Ao contrário das outras duas, vemos, antes da entrevista, uma descrição mais longa e detalhada sobre Lacerda e sua editora, a Patuá, bem como do bar Patuscada, que promove e vende os livros publicados pela editora. Talvez a introdução mais demorada se deveu ao fato de ser uma editora independente, geralmente tidas como pequenas e desconhecidas do público, mas é fato que essa delonga nos deixa mais próximos do entrevistado. Essa imagem mais íntima se sustenta, ainda, graças a trechos como “Edu, como é chamado […]” e “Lacerda bebeu três garrafas long neck de cerveja. Segundo ele, teria tomado dez se não fossem problemas de saúde — teve complicações por sua diabetes nos últimos meses — e Pricila Gunutzmann, com quem casou em 2017 sob a condição de que cuidasse de sua disposição física”, que nos dão a sensação de estar lá no bar ouvindo as confissões e desabafos do editor.

Esse ethos íntimo associado a Lacerda é sustentado também pelas decisões editoriais tomadas pelo jornal, como por exemplo, a decisão de manter o uso de termos como “porra”, “porrada” e “cara”, gírias da fala coloquial, em vez de retirá-los ou substitui-los por outros. Tal movimento evoca, assim, a cenografia de uma conversa acalorada, com um amigo próximo.

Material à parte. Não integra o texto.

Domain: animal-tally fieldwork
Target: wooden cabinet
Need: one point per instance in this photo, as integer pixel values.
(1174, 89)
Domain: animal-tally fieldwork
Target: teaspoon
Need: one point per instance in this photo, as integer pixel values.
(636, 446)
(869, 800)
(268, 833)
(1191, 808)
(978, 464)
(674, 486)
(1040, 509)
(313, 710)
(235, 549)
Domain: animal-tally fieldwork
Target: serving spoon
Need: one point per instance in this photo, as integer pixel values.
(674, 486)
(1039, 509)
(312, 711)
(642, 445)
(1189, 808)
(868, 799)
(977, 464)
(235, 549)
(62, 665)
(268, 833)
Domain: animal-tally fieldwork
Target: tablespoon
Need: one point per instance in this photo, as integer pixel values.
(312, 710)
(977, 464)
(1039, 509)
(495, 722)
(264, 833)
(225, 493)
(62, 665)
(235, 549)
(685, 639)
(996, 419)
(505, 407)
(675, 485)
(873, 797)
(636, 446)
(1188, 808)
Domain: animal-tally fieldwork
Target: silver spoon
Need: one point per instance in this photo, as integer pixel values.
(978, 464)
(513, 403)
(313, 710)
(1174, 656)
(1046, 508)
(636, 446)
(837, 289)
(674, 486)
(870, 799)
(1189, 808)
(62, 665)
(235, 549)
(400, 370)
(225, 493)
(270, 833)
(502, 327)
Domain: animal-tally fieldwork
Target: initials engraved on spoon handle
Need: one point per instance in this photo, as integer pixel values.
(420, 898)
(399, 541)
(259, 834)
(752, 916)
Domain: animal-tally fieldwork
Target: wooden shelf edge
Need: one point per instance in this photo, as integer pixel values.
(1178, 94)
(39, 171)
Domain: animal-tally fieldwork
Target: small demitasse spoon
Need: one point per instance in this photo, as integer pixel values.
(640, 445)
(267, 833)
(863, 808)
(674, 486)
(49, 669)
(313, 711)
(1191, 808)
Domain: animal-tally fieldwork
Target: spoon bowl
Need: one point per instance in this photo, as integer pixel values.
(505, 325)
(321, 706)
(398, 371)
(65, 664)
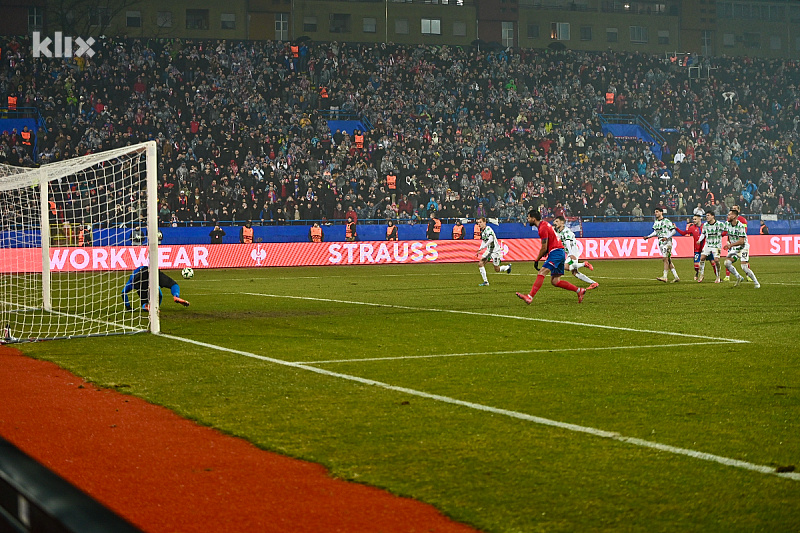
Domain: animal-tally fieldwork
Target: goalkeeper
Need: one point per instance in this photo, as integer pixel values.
(139, 281)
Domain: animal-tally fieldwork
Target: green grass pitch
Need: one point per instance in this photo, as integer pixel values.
(414, 379)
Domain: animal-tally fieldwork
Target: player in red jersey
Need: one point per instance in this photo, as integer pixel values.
(694, 228)
(554, 265)
(742, 220)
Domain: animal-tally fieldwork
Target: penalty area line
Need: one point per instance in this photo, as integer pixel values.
(514, 352)
(495, 315)
(611, 435)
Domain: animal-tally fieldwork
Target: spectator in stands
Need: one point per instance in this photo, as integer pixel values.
(217, 234)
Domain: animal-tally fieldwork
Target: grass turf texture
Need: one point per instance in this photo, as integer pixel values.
(495, 472)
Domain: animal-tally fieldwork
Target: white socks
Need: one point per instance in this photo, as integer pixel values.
(732, 268)
(749, 273)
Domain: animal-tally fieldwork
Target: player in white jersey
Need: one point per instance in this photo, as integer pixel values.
(567, 238)
(489, 251)
(738, 248)
(711, 237)
(664, 229)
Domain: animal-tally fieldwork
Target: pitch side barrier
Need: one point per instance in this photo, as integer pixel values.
(352, 253)
(34, 499)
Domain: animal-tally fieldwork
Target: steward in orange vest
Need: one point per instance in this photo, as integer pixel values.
(434, 228)
(391, 232)
(315, 234)
(84, 236)
(458, 231)
(350, 234)
(246, 236)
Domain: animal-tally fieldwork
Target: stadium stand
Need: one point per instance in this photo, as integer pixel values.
(244, 131)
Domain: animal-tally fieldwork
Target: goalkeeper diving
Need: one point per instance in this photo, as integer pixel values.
(139, 282)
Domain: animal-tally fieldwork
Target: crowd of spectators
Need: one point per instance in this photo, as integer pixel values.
(242, 132)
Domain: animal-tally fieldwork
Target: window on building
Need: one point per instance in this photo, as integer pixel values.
(559, 31)
(340, 23)
(99, 16)
(638, 34)
(164, 19)
(401, 26)
(133, 19)
(707, 42)
(35, 19)
(728, 40)
(776, 13)
(507, 34)
(309, 24)
(227, 21)
(282, 26)
(752, 40)
(431, 26)
(197, 19)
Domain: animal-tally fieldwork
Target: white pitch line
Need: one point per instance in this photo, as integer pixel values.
(512, 352)
(494, 315)
(707, 281)
(727, 461)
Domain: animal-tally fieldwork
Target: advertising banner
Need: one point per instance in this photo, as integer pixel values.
(350, 253)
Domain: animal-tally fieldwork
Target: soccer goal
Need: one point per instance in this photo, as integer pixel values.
(71, 234)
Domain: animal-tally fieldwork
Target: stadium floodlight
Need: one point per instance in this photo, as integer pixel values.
(71, 232)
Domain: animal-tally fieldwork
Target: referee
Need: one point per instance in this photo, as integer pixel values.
(139, 282)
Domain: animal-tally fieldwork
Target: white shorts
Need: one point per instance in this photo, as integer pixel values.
(711, 253)
(570, 263)
(665, 247)
(742, 254)
(495, 258)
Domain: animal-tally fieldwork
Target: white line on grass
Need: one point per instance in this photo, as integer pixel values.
(727, 461)
(512, 352)
(493, 315)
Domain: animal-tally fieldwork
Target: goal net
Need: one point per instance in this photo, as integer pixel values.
(71, 235)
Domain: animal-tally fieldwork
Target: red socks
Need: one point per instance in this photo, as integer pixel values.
(561, 283)
(537, 285)
(566, 285)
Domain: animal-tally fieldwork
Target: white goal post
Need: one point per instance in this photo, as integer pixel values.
(71, 234)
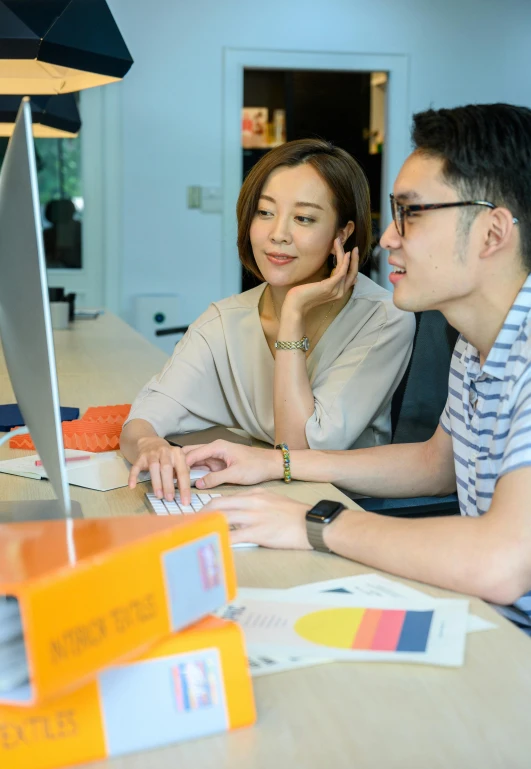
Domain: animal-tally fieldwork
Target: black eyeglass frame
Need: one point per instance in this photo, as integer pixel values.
(398, 210)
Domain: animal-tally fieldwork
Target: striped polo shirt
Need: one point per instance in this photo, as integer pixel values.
(488, 411)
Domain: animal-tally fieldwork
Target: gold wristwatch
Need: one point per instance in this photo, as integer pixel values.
(302, 344)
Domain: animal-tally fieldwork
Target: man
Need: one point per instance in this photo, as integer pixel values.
(460, 242)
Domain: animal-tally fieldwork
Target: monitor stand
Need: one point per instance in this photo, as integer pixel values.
(36, 510)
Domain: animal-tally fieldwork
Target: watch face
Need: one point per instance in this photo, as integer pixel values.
(324, 511)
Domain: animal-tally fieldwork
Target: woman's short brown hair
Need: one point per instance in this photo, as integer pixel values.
(336, 167)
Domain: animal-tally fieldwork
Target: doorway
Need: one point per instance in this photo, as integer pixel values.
(238, 62)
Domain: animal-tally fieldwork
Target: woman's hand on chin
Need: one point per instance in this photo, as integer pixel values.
(301, 299)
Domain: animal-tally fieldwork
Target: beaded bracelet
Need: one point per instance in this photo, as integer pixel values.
(285, 455)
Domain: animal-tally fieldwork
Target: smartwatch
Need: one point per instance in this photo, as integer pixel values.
(317, 518)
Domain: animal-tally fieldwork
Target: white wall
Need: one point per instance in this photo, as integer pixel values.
(172, 103)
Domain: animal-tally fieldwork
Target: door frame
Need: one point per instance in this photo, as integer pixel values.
(235, 60)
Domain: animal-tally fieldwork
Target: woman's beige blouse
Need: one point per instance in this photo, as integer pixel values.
(221, 372)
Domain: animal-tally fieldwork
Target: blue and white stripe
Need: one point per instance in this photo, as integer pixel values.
(488, 411)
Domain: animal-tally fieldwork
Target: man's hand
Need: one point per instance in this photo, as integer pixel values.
(265, 519)
(234, 463)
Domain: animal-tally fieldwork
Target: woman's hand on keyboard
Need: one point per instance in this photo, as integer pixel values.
(234, 463)
(264, 518)
(165, 463)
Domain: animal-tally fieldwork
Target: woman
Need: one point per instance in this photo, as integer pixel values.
(312, 356)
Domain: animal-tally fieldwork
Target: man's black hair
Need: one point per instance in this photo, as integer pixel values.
(486, 154)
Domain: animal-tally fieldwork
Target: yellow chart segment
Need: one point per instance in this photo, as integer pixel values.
(331, 627)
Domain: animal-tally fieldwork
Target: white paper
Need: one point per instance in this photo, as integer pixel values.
(269, 619)
(104, 470)
(377, 586)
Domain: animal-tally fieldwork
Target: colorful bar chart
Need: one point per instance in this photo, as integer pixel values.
(393, 630)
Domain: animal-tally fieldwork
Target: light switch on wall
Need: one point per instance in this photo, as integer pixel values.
(211, 200)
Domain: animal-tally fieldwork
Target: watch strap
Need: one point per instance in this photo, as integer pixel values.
(302, 344)
(315, 531)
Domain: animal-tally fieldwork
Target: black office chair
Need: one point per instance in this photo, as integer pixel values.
(416, 407)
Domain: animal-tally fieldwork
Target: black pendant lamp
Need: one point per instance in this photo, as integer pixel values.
(59, 46)
(53, 117)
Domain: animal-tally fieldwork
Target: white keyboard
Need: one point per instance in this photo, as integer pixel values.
(176, 507)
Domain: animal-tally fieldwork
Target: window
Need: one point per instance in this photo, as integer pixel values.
(61, 198)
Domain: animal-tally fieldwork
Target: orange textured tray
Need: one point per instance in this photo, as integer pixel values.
(113, 414)
(98, 430)
(80, 434)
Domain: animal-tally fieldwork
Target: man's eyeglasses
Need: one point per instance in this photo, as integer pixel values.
(400, 212)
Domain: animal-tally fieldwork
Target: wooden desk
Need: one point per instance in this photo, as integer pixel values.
(351, 715)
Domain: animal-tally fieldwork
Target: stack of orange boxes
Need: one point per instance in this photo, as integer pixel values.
(100, 615)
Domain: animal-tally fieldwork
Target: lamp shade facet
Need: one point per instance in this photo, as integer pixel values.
(52, 116)
(59, 46)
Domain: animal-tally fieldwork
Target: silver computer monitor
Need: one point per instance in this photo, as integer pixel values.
(25, 323)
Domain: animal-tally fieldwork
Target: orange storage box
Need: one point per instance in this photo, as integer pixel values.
(192, 684)
(91, 593)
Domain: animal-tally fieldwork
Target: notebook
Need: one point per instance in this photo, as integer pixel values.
(103, 471)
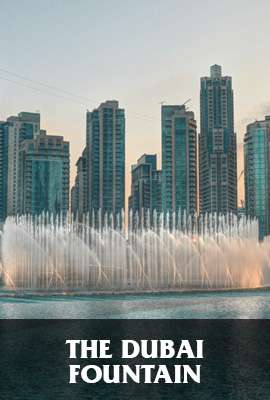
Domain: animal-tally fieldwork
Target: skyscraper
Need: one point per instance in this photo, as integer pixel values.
(79, 190)
(145, 187)
(217, 145)
(105, 143)
(179, 159)
(24, 126)
(3, 169)
(44, 175)
(257, 173)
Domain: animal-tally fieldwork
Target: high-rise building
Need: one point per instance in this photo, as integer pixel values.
(145, 187)
(217, 145)
(105, 143)
(179, 159)
(24, 126)
(43, 175)
(3, 169)
(257, 173)
(79, 190)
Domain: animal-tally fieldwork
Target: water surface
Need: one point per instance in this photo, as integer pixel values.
(209, 305)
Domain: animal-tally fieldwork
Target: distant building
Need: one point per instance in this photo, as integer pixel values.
(24, 126)
(217, 145)
(257, 173)
(179, 159)
(79, 190)
(44, 175)
(3, 170)
(105, 143)
(145, 188)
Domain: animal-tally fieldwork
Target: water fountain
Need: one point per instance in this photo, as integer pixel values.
(164, 252)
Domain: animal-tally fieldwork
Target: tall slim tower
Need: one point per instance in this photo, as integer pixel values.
(105, 143)
(3, 169)
(79, 190)
(179, 159)
(145, 194)
(217, 145)
(24, 126)
(257, 173)
(43, 181)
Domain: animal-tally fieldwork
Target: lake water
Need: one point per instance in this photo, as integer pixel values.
(211, 305)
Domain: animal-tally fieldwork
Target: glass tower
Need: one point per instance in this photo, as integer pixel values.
(24, 126)
(79, 190)
(44, 175)
(179, 159)
(217, 145)
(105, 143)
(3, 169)
(145, 187)
(257, 173)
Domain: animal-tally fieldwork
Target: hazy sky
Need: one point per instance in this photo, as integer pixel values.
(138, 52)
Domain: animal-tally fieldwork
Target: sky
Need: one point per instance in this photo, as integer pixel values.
(140, 52)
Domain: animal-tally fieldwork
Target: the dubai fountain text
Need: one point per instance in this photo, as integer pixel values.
(157, 372)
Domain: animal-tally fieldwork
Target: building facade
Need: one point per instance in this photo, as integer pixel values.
(44, 175)
(105, 143)
(179, 159)
(145, 195)
(3, 170)
(217, 145)
(257, 173)
(79, 190)
(24, 126)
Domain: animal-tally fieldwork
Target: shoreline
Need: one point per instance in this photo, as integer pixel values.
(21, 293)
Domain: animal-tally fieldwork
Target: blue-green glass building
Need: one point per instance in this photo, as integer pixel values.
(217, 145)
(44, 175)
(179, 159)
(145, 197)
(105, 142)
(257, 173)
(79, 190)
(3, 169)
(25, 125)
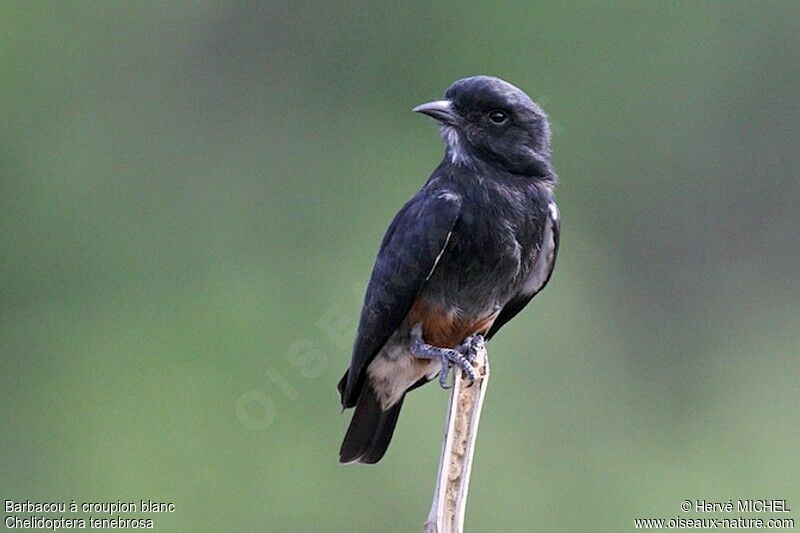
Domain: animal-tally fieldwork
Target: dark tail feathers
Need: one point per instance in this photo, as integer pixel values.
(370, 430)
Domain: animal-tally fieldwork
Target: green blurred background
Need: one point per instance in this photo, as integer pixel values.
(192, 197)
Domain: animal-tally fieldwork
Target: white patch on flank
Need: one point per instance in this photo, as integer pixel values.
(391, 377)
(544, 261)
(458, 155)
(553, 210)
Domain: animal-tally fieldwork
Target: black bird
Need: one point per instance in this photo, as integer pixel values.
(459, 260)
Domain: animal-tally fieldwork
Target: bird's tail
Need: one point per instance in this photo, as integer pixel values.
(370, 429)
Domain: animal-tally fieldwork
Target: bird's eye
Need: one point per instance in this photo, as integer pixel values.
(498, 117)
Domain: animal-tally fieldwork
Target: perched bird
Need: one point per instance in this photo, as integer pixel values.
(459, 260)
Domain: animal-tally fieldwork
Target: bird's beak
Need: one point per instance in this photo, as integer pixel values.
(441, 110)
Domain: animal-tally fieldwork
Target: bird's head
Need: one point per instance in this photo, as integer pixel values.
(489, 120)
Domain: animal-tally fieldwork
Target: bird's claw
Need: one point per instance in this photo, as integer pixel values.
(462, 356)
(470, 346)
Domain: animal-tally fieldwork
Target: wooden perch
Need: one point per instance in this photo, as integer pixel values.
(461, 431)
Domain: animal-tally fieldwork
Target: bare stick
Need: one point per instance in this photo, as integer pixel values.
(461, 430)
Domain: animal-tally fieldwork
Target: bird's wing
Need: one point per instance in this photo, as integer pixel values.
(539, 275)
(411, 248)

Por fim, pontuamos que esse ethos amistoso parece ser próprio de Lacerda, uma vez que inclui em suas respostas fatos de sua vida pessoal, como por exemplo o fato de que

Meu pai tinha uma loja na região da [rua] 25 de Março [tradicional ponto de comércio popular no centro de São Paulo], de bijuteria e papelaria. E faliu. Ficou devendo para um agiota um valor altíssimo, hoje daria mais de R$ 1 milhão. E ele ficou desesperado. Eu estava no segundo mês de uma faculdade particular, a São Judas. Aí fui trabalhar de camelô durante 6 meses. Ele tinha os produtos já comprados.

Com isso, concluímos esta breve e modesta análise acerca do ethos produzido pelos entrevistados e também do ethos produzido pelo jornal através de sua textualização da entrevista, que evidenciam uma gradação da informalidade e proximidade dos entrevistados com os entrevistadores, resultando, afinal, nas entrevistas de Isa Pessoa e de Eduardo Lacerda como dois extremos dessa escala, mais profissional e mais pessoal, respectivamente, e com a entrevista de Luiz Schwarcz como um ponto intermediário dessa transição.

Até breve!

*Reflexões provenientes de discussões da disciplina de pós-graduação “Literatura e mercado editorial”, ministrada por Luciana Salazar Salgado e Haroldo Ceravolo Sereza.

Referências bibliográficas:

DEBRAY, Régis. Transmitir o segredo e a força das ideias. Trad. Guilherme João de Freitas. Petrópolis: Vozes, 2000.

PINTO, Pedro Alberto Ribeiro. O Voar e o Cantar do Clube Atlético Passarinheiro: Mídium e Gestão da Paratopia Criadora. Dissertação (Mestrado em Linguística)-Universidade Federal de São Carlos, São Carlos, SP, 2018.